Spotkanie lepiej rozpoczęli zawodnicy Wisły Kraków, którzy od pierwszych minut narzucili Bułgarom swoje warunki gry, co miało odzwierciedlenie na boisku. Swoją przewagę Biała Gwiazda udokumentowała w 28. minucie, kiedy to Rodado strzałem na raty pokonał bramkarza Hebaru, umieszczając piłkę w siatce. Zielono-Biali nie zamierzali jednak składać broni i dwie minuty później byli bliscy trafienia wyrównującego, kiedy to po uderzeniu z rzutu wolnego piłka nieznacznie minęła bramkę strzeżoną przez Brodę. Jeszcze przed przerwą swoją szansę wypracowali sobie Wiślacy, a konkretnie wprowadzony na plac gry Gruszkowski, który trafił jednak prosto w ręce golkipera.
Jeden z przodu, zero z tyłu
Cztery minuty po zmianie stron szczęście sprzyjało Wiśle, którą przed utratą bramki uratował słupek. Hebar ruszył z natarciem, próbując odrobić jednobramkową stratę, jednak gracze spod Wawelu umiejętnie odpierali ataki rywala, wyprowadzając przy tym szybkie kontrataki. W finalnym rozrachunku żadnej ze stron nie udało się trafić do siatki, skutkiem czego piątkowa potyczka zakończyła się wygraną Białej Gwiazdy, która pokonała FC Hebar Pazadzhik 1:0.

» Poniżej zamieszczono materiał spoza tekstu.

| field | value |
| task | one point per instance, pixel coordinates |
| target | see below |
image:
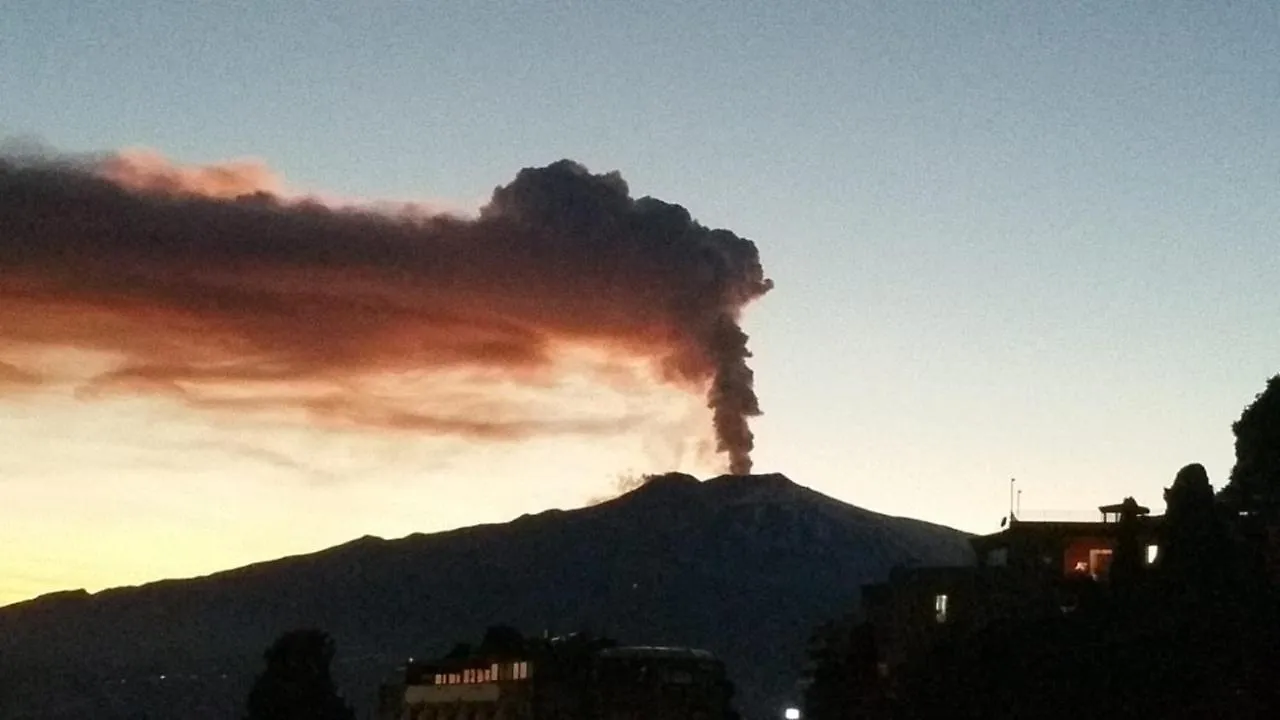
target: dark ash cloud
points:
(214, 287)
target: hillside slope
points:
(741, 565)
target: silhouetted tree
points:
(296, 683)
(1197, 555)
(1129, 559)
(1255, 482)
(845, 680)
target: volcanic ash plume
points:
(211, 286)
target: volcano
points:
(743, 565)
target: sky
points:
(1008, 240)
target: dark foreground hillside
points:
(745, 566)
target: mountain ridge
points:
(743, 565)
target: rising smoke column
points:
(213, 286)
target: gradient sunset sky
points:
(1033, 240)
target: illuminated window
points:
(1100, 561)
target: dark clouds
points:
(209, 285)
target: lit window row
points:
(494, 673)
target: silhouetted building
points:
(636, 683)
(1028, 569)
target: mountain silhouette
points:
(744, 566)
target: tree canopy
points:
(296, 683)
(1256, 475)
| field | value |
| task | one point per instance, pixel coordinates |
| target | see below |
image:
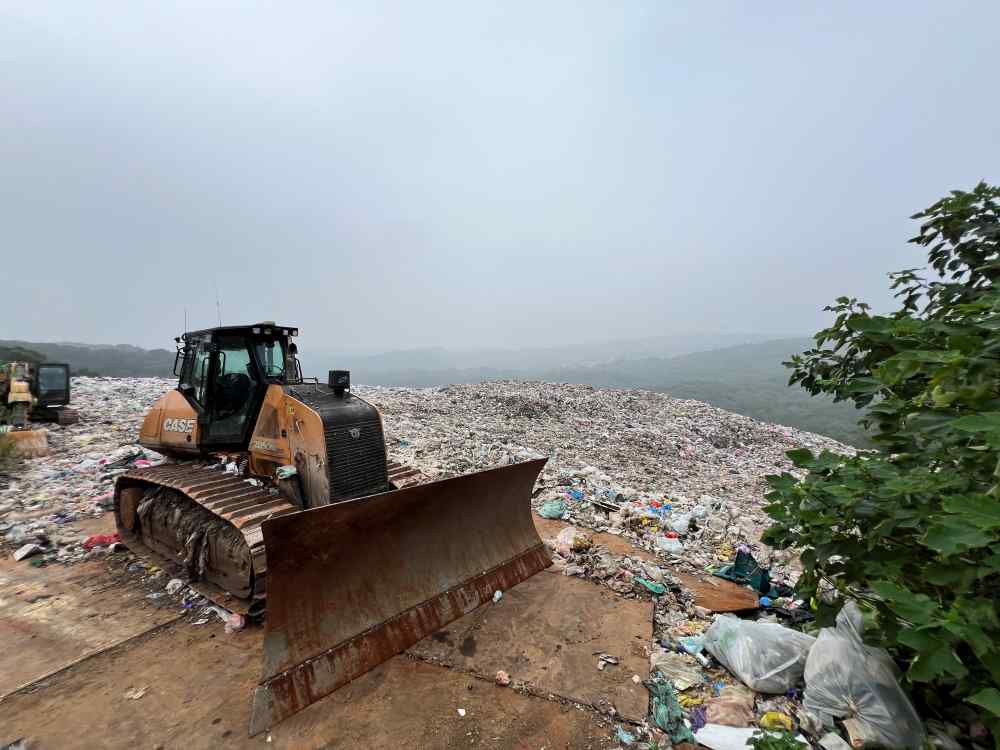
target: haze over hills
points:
(746, 378)
(119, 361)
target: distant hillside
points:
(745, 379)
(121, 361)
(20, 354)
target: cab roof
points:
(254, 329)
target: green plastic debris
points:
(552, 509)
(666, 712)
(746, 570)
(656, 588)
(626, 738)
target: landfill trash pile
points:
(673, 476)
(680, 483)
(75, 481)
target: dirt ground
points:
(79, 638)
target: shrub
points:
(913, 528)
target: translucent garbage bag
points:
(857, 683)
(767, 657)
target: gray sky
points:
(393, 176)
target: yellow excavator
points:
(33, 392)
(279, 499)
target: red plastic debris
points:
(100, 540)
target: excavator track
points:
(209, 521)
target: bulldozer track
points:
(243, 502)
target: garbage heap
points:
(677, 485)
(75, 481)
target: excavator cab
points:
(224, 374)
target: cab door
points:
(235, 392)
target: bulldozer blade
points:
(351, 585)
(28, 443)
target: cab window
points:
(196, 374)
(271, 356)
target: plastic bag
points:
(572, 539)
(846, 678)
(552, 509)
(768, 658)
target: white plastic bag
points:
(767, 657)
(846, 678)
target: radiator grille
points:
(356, 459)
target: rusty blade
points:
(351, 585)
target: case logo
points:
(178, 425)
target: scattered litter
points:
(100, 540)
(676, 668)
(848, 680)
(666, 711)
(655, 588)
(553, 509)
(135, 694)
(732, 707)
(718, 737)
(572, 539)
(833, 741)
(604, 659)
(626, 738)
(768, 658)
(777, 721)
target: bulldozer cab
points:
(224, 374)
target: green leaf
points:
(912, 607)
(951, 535)
(989, 698)
(981, 510)
(935, 664)
(988, 421)
(801, 457)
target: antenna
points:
(218, 304)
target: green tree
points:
(913, 528)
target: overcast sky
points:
(463, 174)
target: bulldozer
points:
(280, 501)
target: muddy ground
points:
(79, 638)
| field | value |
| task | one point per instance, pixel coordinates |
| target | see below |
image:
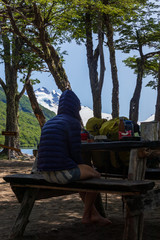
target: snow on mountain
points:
(50, 101)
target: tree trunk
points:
(35, 106)
(10, 89)
(92, 59)
(157, 113)
(134, 103)
(115, 90)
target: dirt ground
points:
(60, 218)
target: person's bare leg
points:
(91, 215)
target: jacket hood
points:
(69, 104)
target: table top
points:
(119, 145)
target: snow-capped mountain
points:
(150, 119)
(50, 101)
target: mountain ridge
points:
(50, 100)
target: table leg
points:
(24, 213)
(133, 225)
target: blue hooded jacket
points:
(60, 142)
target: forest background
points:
(33, 32)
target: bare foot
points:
(100, 220)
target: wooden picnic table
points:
(137, 193)
(136, 171)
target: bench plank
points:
(98, 184)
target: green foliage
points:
(29, 127)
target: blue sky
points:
(77, 72)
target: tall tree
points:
(35, 23)
(137, 33)
(17, 59)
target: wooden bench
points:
(31, 187)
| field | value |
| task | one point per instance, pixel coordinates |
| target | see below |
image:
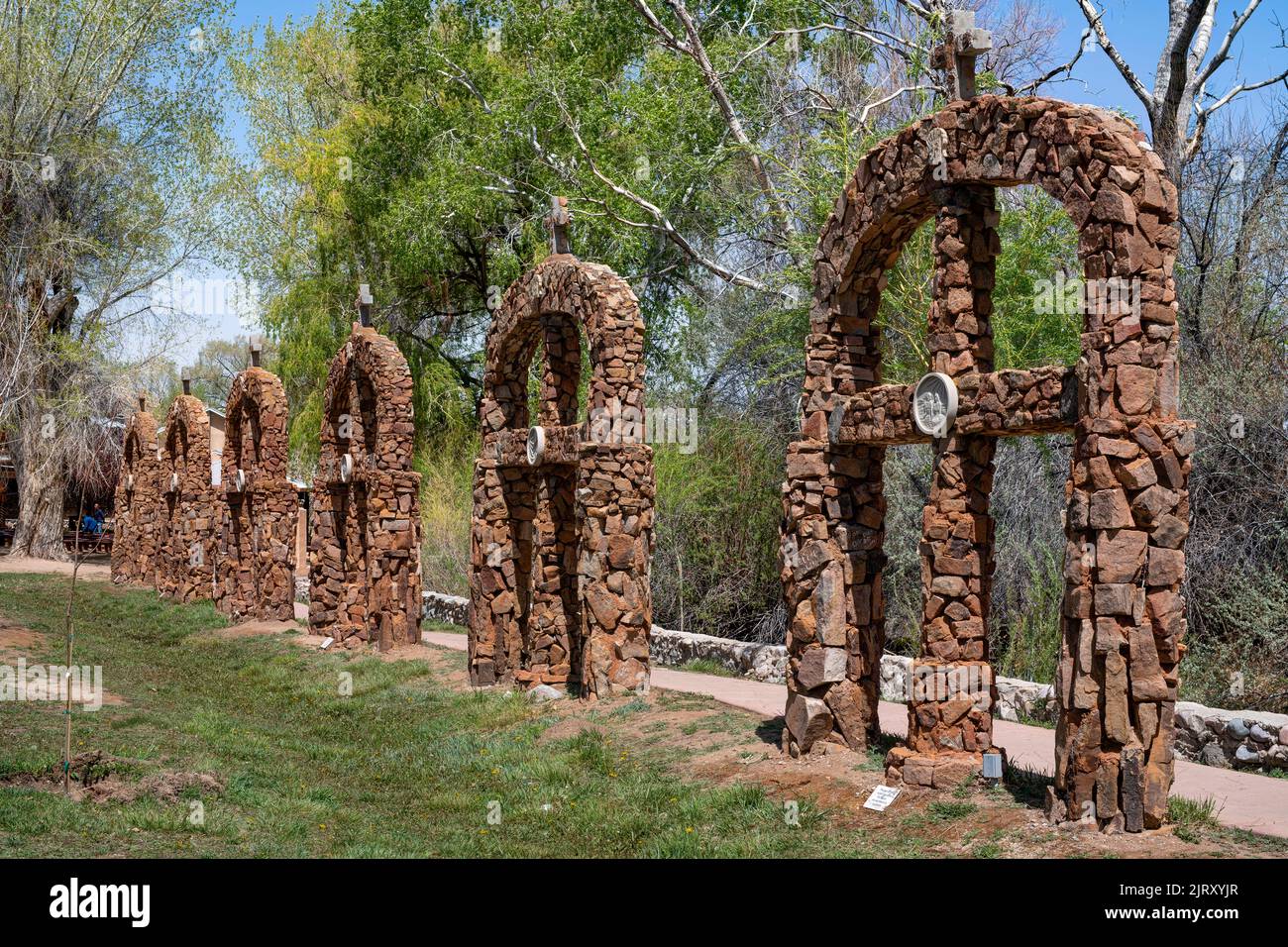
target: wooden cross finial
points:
(956, 56)
(365, 302)
(558, 226)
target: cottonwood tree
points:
(1185, 93)
(104, 132)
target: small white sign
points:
(881, 797)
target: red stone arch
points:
(136, 540)
(365, 543)
(1127, 500)
(188, 504)
(256, 571)
(561, 548)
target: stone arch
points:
(188, 504)
(136, 541)
(365, 540)
(1124, 615)
(256, 571)
(562, 541)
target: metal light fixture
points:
(536, 445)
(934, 405)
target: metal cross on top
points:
(365, 303)
(956, 56)
(558, 226)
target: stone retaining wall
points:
(1239, 738)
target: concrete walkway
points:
(1244, 800)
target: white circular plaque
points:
(536, 445)
(934, 405)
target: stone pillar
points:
(949, 711)
(365, 538)
(136, 543)
(833, 513)
(616, 554)
(1124, 612)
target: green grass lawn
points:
(403, 767)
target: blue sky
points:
(1134, 26)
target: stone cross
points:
(365, 302)
(956, 56)
(558, 226)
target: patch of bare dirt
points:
(95, 570)
(18, 642)
(95, 777)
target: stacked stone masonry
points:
(562, 539)
(1215, 737)
(1127, 501)
(365, 536)
(254, 574)
(189, 505)
(138, 504)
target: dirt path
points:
(1244, 800)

Wisła Kraków - FC Hebar Pazadzhik 1:0 (1:0)
1:0 Rodado 28’
Wisła Kraków: Broda (66’ Frątczak) - Jaroch (73’ Szot), Łasicki, Moltenis (73’ Skrobański), Juncà (73’ Krzyżanowski) - Duda, Basha (66’ Sapała) - Talar (79’ Szywacz), Fernández (66’ Cissé), Mula (31’ Gruszkowski) - Rodado (66’ Żyro)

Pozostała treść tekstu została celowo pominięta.